Un devoir de lecture.

Apolline Elter

La rafle des notables, Anne Sinclair, récit, Ed. Grasset, mars 202, 128 pp

Billet de ferveur 

AE : Ce qui frappe les esprits, c’est le malaise de Vichy à l’égard de cette rafle de personnalités de haut vol parfaitement intégrées à  la population française.  Certains  de ces notables avaient reçu  la Légion d’honneur.

Anne  Sinclair : Oui, malaise, mais guère plus! Vichy a protesté c’est vrai, mais mollement. L’amiral Darlan, fondateur de la Milice, demandait qu’on ménage « les vieux juifs français ». Et au fond qu’on privilégie l’arrestation et la déportation des juifs étrangers! Ce qui était  tout aussi indigne et ce à quoi s’employèrent ensuite les services de Vichy, Bousquet, Leguay, Papon qui collaborèrent étroitement avec la Gestapo, ce qu’ont enfin reconnu les présidents de la République depuis Jacques Chirac. Que  des polémistes revisionnistes ne viennent donc pas dire  que Vichy aurait protégé les juifs français. Sur ce sujet pas plus que sur les autres Vichy ne sera entendu et leur « protestation » sera bien mince. C’était le piège même  de la collaboration. Grâce aussi au « fichier Juif » établi à la préfecture de police a cause du recensement ordonné par les allemands et qui fournit noms et adresses très utiles à cette rafle comme aux autres. Du coup, les nazis deporteront les juifs étrangers comme les juifs  de France qu’ils parviendront à arrêter.

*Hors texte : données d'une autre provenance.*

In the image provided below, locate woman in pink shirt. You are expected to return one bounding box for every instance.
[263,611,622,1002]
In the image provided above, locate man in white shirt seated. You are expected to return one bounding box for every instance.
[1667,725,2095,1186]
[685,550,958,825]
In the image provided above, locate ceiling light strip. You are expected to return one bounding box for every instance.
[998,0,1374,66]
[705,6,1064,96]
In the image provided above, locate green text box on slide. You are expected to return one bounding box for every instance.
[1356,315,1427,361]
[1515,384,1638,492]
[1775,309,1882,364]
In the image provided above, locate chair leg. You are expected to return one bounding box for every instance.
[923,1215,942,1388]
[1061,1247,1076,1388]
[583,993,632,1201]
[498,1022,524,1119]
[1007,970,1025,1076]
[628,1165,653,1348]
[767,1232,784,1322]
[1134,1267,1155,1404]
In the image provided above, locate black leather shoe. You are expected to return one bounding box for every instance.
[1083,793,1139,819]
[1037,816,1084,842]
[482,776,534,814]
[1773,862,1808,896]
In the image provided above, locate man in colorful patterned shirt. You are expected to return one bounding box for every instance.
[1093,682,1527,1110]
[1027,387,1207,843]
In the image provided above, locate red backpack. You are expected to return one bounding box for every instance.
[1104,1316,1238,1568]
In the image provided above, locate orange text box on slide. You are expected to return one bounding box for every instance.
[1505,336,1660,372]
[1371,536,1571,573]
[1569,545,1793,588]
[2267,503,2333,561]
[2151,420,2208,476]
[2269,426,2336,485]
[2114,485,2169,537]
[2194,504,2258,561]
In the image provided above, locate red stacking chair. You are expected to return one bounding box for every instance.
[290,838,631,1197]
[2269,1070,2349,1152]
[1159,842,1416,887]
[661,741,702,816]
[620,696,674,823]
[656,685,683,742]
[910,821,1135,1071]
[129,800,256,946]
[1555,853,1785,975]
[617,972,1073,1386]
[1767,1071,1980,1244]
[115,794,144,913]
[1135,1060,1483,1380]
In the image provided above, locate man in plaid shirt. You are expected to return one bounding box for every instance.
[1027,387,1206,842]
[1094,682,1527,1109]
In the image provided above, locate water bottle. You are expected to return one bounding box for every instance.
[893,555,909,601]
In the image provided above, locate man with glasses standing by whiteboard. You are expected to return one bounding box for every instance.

Y compris un homme comme Pierre Masse grand avocat, sénateur, ancien du cabinet de Clémenceau. Y compris le frère de Leon Blum, RenéBlum lui aussi grande figure morale du camp de Compiegne. Y compris le fils de Tristan Bernard, jean jacques Bernard, auteur dramatique. Y compris des avocats, médecins, magistrats, ou simples anonymes anciens combattants de la guerre de 14 ou même de 40, décorés, assimilés depuis des générations dans la population française. 

76.000 ont été deportes. 2000 sont revenus des camps de la mort. Et ceux qui ont pu échapper à la déportation le doivent aux Français courageux qui, par leur initiative individuelle les ont protégés. Pas aux autorités de Vichy.